Murphy takes off from Newmarket at 20.17 and takes the normal route south via Abingdon and Tangmere. On this sortie Murphy’s rear gunner is S/Ldr Stephens, Gunnery Leader for 3 Group, who flies on several sorties. The planned course is via Cabourg to Tours and Chateauroux, but they drift from their planned course, unexpectedly running into flak. Later they pinpoint on the Loire at Saumur, west of Tours, their intended route. Later, with hindsight, they believe the flak to have come from Cherbourg.

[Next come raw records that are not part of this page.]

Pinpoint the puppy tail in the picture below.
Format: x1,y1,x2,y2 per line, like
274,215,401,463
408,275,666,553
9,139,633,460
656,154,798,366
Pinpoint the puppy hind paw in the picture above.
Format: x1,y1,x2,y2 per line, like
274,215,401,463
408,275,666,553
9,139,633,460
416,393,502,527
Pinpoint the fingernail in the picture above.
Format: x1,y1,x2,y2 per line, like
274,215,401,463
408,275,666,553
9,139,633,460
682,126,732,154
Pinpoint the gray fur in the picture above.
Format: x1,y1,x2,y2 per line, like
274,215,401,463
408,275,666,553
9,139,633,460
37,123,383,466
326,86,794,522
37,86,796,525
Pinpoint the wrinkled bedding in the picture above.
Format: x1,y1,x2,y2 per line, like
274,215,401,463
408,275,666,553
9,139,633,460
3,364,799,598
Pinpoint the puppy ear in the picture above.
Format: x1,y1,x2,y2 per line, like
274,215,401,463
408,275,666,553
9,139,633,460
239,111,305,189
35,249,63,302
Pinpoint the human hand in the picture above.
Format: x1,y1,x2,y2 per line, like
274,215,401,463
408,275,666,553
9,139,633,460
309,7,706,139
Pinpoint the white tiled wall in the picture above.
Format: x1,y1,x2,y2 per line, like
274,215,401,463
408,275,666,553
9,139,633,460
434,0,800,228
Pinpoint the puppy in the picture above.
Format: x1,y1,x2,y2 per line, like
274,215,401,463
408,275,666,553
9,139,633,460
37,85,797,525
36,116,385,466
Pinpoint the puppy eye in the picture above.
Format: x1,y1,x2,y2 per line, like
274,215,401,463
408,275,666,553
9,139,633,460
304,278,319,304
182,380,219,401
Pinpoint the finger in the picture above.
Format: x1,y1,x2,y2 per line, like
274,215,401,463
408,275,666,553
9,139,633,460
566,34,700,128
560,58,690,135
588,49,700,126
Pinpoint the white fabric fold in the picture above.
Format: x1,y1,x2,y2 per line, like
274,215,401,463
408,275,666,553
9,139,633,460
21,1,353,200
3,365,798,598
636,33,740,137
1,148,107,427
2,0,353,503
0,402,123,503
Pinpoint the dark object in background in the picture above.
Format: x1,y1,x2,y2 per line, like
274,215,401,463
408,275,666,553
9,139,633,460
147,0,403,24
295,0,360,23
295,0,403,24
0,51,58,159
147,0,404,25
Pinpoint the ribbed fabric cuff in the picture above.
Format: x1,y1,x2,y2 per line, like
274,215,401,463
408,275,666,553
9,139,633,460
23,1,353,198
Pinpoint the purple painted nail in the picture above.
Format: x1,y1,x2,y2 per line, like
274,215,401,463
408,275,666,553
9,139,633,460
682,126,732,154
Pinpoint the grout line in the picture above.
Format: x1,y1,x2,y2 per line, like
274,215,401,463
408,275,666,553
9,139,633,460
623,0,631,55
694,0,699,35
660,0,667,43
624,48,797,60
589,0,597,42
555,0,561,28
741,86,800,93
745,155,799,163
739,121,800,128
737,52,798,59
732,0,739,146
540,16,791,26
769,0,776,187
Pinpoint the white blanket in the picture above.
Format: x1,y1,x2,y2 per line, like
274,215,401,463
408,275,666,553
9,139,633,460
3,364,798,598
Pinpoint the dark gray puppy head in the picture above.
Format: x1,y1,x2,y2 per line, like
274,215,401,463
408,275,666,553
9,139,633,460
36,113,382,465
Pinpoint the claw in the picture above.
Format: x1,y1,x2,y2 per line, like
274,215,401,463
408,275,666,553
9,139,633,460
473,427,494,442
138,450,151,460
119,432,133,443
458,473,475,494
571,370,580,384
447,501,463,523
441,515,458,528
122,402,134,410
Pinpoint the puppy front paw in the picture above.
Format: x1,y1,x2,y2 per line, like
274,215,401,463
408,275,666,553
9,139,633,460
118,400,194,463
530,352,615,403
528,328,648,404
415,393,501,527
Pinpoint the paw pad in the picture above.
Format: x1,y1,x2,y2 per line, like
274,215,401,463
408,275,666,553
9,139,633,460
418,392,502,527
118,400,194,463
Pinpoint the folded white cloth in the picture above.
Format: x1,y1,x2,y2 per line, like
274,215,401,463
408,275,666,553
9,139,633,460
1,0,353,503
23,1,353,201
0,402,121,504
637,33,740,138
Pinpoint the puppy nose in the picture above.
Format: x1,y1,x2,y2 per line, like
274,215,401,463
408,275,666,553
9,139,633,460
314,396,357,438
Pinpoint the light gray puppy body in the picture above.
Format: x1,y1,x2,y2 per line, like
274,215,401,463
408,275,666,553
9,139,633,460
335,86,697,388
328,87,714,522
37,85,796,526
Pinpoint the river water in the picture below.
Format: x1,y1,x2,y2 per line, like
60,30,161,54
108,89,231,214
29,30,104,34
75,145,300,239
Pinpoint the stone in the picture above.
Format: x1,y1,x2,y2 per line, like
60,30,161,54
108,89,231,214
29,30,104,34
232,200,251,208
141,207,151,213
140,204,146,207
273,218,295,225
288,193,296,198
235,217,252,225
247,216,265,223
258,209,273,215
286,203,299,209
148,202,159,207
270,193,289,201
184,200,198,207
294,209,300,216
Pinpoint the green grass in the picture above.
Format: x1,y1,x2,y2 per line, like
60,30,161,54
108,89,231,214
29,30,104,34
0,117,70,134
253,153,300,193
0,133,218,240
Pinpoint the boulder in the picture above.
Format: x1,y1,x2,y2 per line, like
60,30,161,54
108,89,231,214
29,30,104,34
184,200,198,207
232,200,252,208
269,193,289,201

Murphy flies up the Loire to Tours, then to the target near Chateauroux. The target, according to an SOE debriefing report on Detal from 1943, is Chevannes, stated to be ‘about 11 miles NNW of St Amand’; the correct spelling is Chavannes. Though Murphy writes that ‘we had no difficulty in finding our pin point’, the agents are dropped about five miles south-east of Chavannes, at Uzay-le-Venon.
The agents
GYPSY is Julian Detal, and VERMILION his wireless-operator, Frederic Wampach. Before his recruitment to SOE’s Belgian section, Detal had worked in France for the Belgian Sureté; now he is to set up courier lines through France. In ‘SOE in the Low Countries’, pages 259-263, MRD Foot tells the salutary story of Detal’s mission, too complex to summarize effectively here. Wampach is mentally broken thanks to his previous experiences, and only transmits when Detal is standing over him; Wampach eventually makes his way to Belgium. Detal is sent a new operator named Courtin (MOUSE) whose foolhardiness gets Detal arrested. Detal twice escapes Vichy police custody, but he becomes suspected by the Belgian Sureté’s Lepage. Detal returns to London and is given another mission, as a result of which he is captured again and sent to Buchenwald, where he dies.